Showing posts with label Catholic Church. Show all posts
Showing posts with label Catholic Church. Show all posts

Monday, August 12, 2013

14th-Century Crises in the Church: Part II

Gregory XI is anointed as pope while the Hundred Years' War rages outside
When we left off, the papacy had been moved to the town of Avignon, near French territory, resulting in the perception that the popes were under the control of the French crown and a disastrous loss of prestige for the Church. The corruption caused by the need to raise funds for the establishment of the papal curia in Avignon and to offset the loss of income from the Papal States only lowered the opinions Europeans held of the organization responsible for the salvation of their souls. The cries for the papacy to return to Rome only grew louder as the 14th century ground on. The most direct call came from a young nun from Tuscany, Catherine of Siena (c. 1347-1380).

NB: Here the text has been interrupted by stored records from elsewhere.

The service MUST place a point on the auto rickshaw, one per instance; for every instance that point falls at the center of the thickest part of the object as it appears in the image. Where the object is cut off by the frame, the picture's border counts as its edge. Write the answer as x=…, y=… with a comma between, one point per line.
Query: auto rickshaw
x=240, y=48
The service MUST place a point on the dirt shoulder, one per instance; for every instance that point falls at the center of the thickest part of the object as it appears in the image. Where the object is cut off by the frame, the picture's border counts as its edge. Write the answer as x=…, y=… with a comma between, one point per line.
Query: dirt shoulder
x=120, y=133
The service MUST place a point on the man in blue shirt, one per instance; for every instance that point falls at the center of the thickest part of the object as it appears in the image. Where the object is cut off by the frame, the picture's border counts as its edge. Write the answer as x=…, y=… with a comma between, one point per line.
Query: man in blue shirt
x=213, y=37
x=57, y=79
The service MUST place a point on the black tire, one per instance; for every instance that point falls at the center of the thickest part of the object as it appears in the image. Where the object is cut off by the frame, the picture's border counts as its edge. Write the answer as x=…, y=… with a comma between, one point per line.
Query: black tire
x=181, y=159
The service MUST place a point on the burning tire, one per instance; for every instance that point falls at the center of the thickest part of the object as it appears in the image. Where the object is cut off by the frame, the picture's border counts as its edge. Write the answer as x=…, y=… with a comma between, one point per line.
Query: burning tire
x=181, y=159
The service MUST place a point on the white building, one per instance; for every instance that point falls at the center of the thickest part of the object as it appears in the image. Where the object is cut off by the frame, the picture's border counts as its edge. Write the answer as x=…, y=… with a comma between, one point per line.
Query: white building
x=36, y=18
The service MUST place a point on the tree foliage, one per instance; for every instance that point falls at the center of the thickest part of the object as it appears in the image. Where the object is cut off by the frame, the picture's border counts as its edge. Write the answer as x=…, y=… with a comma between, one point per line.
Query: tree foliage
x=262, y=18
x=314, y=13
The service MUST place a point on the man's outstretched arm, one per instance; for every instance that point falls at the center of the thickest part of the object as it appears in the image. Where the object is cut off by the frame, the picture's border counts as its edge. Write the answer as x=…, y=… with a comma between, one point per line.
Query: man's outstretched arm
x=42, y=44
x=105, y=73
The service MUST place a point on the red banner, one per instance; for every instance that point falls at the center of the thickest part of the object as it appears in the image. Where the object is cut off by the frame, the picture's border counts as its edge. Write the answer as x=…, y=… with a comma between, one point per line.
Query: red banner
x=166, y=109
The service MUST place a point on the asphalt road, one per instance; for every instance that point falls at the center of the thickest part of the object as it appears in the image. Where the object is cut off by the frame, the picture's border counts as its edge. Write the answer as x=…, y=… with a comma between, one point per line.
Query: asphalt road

Instead of locking herself away in the convent, Catherine very adeptly involved herself in the political world of 14th century Italy, claiming to have been inspired to do this by a vision of Christ. In 1346 the city of Florence decided to utilize her talents to persuade Pope Gregory XI (1370-1378) to move the papacy back to Rome. In 1377, Pope Gregory, in order to avoid a further decline in prestige, returned to Rome. Unfortunately, the city had experienced further decline during the decades that the popes had been absent. The loss of commerce associated with pilgrimages and the business generated by the presence of the great households of the cardinals had a disastrous effect upon the economy of the city. Now that the papacy was back in Rome, the citizens of Rome were determined to keep it there.


Catherine of Siena persuades Gregory XI to return the papacy to Rome
Gregory XI died in 1378, less than a year after returning to Rome. The cardinals met, as usual, in conclave to elect a new pope. However, this was the first time they had met in Rome since 1305. This time they were at the mercy of the citizens of Rome. The Romans were afraid that the cardinals, most of whom were French, would elect another Frenchman, as they had done in 1305, and the papacy would move back to Avignon. They made it very clear to the cardinals that they would not leave the city alive if the next pope was not either a Roman or an Italian (no pressure). The cardinals took the threat very seriously (a very wise decision), and elected the archbishop of Bari, who took the name Urban VI (1378-1389). In order to secure a future Italian succession to the papacy, Urban VI immediately began the process of packing the college of cardinals with enough new Italian cardinals to negate the French majority. The French cardinals, fearing the Roman population, left Rome as soon as they possibly could. Once they were clear of Rome, they declared that the election of Urban VI was illegitimate because they had been forced to elect an Italian under a threat of death. They wasted no time in holding a second conclave, where they elected one of their own as pope. This Frenchman took the name Clement VII (1378-1394) and returned to Avignon. There were now two popes; Urban VI in Rome and Clement VII in Avignon. This situation is called the Great Schism of the Western Church, and would last until 1417 (almost 40 years!).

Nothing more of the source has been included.